La galleria si arricchisce negli anni successivi: Giuseppe Dessì, Elena Croce, Primo Levi, Raffaele La Capria, Tommaso Landolfi, Luigi Malerba, Elio Pagliarani, Roberto Lerici, Ennio Flaiano, Maria Luisa Aguirre, Italo Alighiero Chiusano. Fra i registi Anton Giulio Majano, Alberto Casella, Sandro Bolchi. E Andrea Camilleri.

Uno dei periodi più vivaci si apre negli anni Settanta. «Artefici di tante commissioni sono Sandro D’Amico e Lidia Motta», ricorda Roberta Carlotto, allora funzionaria della Rai, poi direttrice di Radio3. «Si avviano sperimentazioni registiche, in collaborazione con lo Studio di Fonologia di Luciano Berio e Bruno Maderna. Il protagonista di questo rinnovamento è Giorgio Pressburger». Tante regie sono firmate da Vittorio Sermonti. Irrompe il teatro d’avanguardia, le voci sono deformate attraverso il rumore e «talvolta non si distingue cosa sia musica e cosa suono di parole». In questo stesso contesto nascono le Interviste impossibili (Italo Calvino, Giorgio Manganelli, Alberto Arbasino…).
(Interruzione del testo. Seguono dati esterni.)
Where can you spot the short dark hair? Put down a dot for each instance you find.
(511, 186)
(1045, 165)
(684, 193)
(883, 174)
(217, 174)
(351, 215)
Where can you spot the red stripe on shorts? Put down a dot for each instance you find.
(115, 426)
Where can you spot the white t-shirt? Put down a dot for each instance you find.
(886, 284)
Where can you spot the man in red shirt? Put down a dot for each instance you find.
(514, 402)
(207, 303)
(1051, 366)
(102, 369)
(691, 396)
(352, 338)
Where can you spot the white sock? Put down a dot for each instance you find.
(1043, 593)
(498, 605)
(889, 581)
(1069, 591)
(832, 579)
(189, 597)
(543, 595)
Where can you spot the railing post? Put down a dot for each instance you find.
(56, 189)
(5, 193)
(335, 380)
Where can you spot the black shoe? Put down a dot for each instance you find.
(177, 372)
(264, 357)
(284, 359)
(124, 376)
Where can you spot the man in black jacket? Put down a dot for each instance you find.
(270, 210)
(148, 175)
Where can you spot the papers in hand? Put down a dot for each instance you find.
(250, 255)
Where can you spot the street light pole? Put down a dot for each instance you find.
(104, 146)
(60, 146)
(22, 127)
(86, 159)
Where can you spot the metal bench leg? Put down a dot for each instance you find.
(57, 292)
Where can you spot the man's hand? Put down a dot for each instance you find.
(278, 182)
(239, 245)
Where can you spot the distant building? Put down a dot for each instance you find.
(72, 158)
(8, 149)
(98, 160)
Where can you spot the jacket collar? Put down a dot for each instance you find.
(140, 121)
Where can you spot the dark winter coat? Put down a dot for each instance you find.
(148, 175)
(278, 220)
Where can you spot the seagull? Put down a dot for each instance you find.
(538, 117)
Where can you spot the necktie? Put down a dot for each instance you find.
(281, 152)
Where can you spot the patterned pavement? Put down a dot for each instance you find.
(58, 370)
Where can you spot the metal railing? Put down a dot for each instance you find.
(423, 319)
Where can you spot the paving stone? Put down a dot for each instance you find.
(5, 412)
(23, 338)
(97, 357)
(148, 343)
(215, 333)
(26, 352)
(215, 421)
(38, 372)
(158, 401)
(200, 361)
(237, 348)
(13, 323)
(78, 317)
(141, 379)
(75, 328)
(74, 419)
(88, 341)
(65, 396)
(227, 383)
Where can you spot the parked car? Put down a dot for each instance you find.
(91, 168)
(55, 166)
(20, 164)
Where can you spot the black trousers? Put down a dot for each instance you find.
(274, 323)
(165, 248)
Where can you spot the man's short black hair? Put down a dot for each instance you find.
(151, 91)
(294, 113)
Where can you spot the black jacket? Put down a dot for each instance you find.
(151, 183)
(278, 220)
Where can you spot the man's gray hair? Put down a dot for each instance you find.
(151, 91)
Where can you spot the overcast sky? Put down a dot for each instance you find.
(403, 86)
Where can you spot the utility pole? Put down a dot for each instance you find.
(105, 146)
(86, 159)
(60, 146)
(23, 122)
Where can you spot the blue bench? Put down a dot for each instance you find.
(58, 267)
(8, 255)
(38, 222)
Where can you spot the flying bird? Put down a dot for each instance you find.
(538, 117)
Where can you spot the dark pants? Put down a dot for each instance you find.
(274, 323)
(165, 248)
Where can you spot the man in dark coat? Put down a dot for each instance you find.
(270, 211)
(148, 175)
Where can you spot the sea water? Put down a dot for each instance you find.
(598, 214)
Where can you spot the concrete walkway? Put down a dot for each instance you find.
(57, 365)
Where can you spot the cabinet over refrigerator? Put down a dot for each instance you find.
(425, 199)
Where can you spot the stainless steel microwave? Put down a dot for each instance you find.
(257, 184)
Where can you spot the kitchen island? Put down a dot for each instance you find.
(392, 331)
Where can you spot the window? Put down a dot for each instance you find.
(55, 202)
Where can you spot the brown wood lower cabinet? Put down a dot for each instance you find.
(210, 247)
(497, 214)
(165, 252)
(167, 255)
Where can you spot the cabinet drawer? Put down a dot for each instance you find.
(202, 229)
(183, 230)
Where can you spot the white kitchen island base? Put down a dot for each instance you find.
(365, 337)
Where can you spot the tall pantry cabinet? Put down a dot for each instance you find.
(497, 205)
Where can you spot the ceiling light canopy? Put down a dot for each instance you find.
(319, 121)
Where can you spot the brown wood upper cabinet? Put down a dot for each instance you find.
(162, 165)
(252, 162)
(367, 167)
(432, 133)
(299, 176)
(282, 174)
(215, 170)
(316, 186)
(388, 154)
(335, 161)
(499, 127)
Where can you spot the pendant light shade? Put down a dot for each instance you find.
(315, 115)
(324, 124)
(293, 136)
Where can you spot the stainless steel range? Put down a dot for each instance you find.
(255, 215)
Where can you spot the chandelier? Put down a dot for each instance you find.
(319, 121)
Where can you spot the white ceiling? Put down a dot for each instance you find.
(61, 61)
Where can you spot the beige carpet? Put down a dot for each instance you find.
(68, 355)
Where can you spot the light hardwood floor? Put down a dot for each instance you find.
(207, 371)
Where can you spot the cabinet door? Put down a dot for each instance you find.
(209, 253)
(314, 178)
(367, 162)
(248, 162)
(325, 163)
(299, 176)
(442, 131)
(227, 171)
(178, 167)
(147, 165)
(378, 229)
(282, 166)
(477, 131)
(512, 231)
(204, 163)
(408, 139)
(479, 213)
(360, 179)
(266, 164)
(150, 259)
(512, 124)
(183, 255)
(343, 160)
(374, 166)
Dopo di allora il genere è andato rarefacendosi, ricorda Roberta Carlotto. Nei primi anni Novanta si compiono sperimentazioni con testi e musica elettronica (fra gli scrittori: Paola Capriolo, Antonio Tabucchi, Daniele Del Giudice, Stefano Benni; fra i musicisti Michele Dall’Ongaro, Gilberto Bosco). Dopo il Duemila si realizzano cicli curati da Mario Martone e Lorenzo Pavolini. Ora si ricomincia. «Una volta», dice Sinibaldi, «il tempo per ascoltare la radio era più compatto, si prolungava dopo il lavoro, ora è frammentato, è un tempo di interstizi». Ci si proverà a occuparlo anche con questo genere di parola, rumori e musica.